So these are the two bills, which unless Manchin votes for it, that only leaves 49 [senators] at best. And of course, Kyrsten Sinema, the Democratic right-wing senator out of Arizona has also said that she wouldn’t bust the filibuster, though she has said she’s for the bill, but she doesn’t want a chance to vote on it. She’s actually saying I don’t want to have a chance to vote on the bill I support, which is vital to our democracy, vital to fairness. That’s what she’s saying…

I think I’ll be making a call myself to the head of the AFL-CIO, Richard Trumka, a guy I’ve known for 40 years. He was also a head of the mine workers union, and I know he’s for this bill, but I think we also need to figure out a way for the mine workers to be able to reach out. And I think one way is of course guaranteeing coal miners’ jobs, as FDR did. When there was no demand for coal during the depression, Franklin Roosevelt created something called the Civilian Conservation Corps and told the miners get out of the pits because there’s no jobs there, take your shovels and build something called the Appalachian Trail. And many, many more people are employed in tourism on the Appalachian Trail that are employed in the coal mines of West Virginia. It’s really a tourist state, it’s not a coal mining state. It’s just that the coal mining companies control the politics. So that’s where I think progressive have to start talking with the coal miners. Because as Rich Trumka once told me, they had the coal miners union, now head of AFL-CIO, no one, Dennis, no one wants to work in a coal mine, but they do want union wages, union jobs, union pay. If we do what Roosevelt did and say you got that, but you’re going to be building, you’re going to be expanding the Appalachian Trail, you’re not going to get objections from the coal miners. And if they take away that fear, I think that Manchin is going to get “Manchined”.

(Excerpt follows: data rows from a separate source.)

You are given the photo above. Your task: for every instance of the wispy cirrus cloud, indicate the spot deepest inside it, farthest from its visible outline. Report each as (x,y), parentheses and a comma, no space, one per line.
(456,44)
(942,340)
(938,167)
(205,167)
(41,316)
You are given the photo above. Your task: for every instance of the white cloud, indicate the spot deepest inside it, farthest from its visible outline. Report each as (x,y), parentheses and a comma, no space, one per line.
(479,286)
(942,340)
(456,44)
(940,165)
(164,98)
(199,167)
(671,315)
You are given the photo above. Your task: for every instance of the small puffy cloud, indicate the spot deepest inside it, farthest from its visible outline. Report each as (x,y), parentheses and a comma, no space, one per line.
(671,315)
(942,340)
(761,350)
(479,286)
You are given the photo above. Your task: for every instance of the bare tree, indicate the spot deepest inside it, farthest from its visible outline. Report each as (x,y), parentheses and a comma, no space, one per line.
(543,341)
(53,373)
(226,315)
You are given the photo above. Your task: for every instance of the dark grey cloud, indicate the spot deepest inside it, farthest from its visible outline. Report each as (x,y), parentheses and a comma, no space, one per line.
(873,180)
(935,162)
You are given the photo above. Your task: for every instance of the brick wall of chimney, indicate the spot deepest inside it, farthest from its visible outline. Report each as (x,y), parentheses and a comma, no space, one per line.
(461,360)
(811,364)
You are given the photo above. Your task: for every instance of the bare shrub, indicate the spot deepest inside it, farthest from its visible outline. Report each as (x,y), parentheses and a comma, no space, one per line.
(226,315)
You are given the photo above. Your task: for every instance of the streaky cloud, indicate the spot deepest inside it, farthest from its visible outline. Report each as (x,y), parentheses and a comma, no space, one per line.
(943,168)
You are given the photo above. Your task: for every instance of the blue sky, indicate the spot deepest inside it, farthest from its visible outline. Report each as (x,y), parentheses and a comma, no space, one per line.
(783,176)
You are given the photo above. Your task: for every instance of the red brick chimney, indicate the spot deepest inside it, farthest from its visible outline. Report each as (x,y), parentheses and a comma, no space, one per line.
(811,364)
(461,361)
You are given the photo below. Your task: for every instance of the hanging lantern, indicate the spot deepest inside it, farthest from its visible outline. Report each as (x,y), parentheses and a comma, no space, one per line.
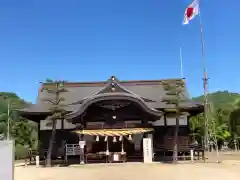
(106,138)
(97,138)
(130,137)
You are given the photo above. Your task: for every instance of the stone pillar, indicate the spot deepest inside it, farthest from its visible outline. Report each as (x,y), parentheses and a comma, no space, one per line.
(82,143)
(148,149)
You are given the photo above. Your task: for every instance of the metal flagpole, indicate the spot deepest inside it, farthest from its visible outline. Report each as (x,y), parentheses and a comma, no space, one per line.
(205,83)
(8,121)
(181,63)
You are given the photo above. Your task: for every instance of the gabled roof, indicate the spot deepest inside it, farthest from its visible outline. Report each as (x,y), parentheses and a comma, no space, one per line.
(151,93)
(114,86)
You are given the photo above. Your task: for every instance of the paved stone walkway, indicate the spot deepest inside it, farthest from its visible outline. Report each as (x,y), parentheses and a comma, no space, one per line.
(131,171)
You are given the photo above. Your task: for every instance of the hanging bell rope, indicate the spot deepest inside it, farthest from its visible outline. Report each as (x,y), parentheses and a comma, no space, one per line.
(97,138)
(122,151)
(106,138)
(130,137)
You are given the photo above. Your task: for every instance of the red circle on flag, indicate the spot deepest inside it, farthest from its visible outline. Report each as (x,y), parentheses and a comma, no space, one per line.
(189,12)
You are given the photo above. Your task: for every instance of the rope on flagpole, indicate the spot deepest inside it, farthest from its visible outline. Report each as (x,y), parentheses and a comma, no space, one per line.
(205,83)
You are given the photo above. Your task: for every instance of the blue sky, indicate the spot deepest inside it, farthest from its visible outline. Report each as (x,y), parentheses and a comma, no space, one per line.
(90,40)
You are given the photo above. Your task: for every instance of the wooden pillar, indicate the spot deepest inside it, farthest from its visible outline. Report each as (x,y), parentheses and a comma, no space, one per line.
(39,142)
(82,144)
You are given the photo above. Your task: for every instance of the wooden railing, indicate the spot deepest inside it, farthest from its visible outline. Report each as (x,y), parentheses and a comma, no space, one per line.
(72,149)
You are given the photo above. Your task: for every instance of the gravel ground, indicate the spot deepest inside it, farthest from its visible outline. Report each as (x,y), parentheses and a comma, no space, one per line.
(130,171)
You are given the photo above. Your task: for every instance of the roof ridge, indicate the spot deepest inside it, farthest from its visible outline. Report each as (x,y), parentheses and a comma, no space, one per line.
(120,81)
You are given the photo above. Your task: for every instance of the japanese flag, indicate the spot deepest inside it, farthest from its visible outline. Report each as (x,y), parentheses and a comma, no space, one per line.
(191,11)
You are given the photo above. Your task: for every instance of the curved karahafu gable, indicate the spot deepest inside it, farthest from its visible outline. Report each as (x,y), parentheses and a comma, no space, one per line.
(114,96)
(147,94)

Bernstein: You’re listening to Flashpoints on Pacifica Radio. We’re speaking with Greg Palast, we’re talking about what’s going on with Joe Manchin. I hesitated to mention his name, but he is really at the center of the future. This one guy from this small state is really is going to have a lot to say about the future of this country, and it is quite troubling.

Now, I want to just coax you out a little bit on the two bills. Did I hear as a practical matter, I’m not that much of a practical sort of guy, but I think I want to be practical right now. I think you were saying Greg, that you were hoping to support the John Lewis bill.

Palast: Well, it’s not whether I support it, but the issue is that the John Lewis bill is probably the simplest and more urgent.

Bernstein: And it’s got the most chance of getting any support at this point.

Palast: Yes… It just says that you can’t do anything that’s racially prejudice, that jacks with the elections, rigs the operation of elections to favor white voters… That’s really what it comes down to. It’s that simple. And Manchin is saying no… Believe it or not he can’t find Republicans to say we want to protect voters of color. But he’s saying without that, [he’s not going to vote for the bill]. Well, where are we going to find that Mr. Manchin? But again, we have to be careful, because people have been talking about trying to primary, that is put up an opponent to Joe Manchin in the Democratic primary. One, they’d probably lose. But even if they don’t, we just had the governor of West Virginia switch from Democratic to Republican, Manchin could do the same and likely win as Republican. So we have to be very careful here. I think that the way to look at this, if we care about the voting rights, is work with [the miners]. One thing that there’s been some dearth of in the people pushing for the Green New Deal is working with the coal miners. They want their jobs. They don’t care about having coal dust on their face or in their lungs. They’d rather not. I’m telling you that now. So there is maybe some way to work around Manchin and maybe Manchin him through the coal miners. So I’m very concerned that we don’t cede to the Republicans, don’t cede to Trump.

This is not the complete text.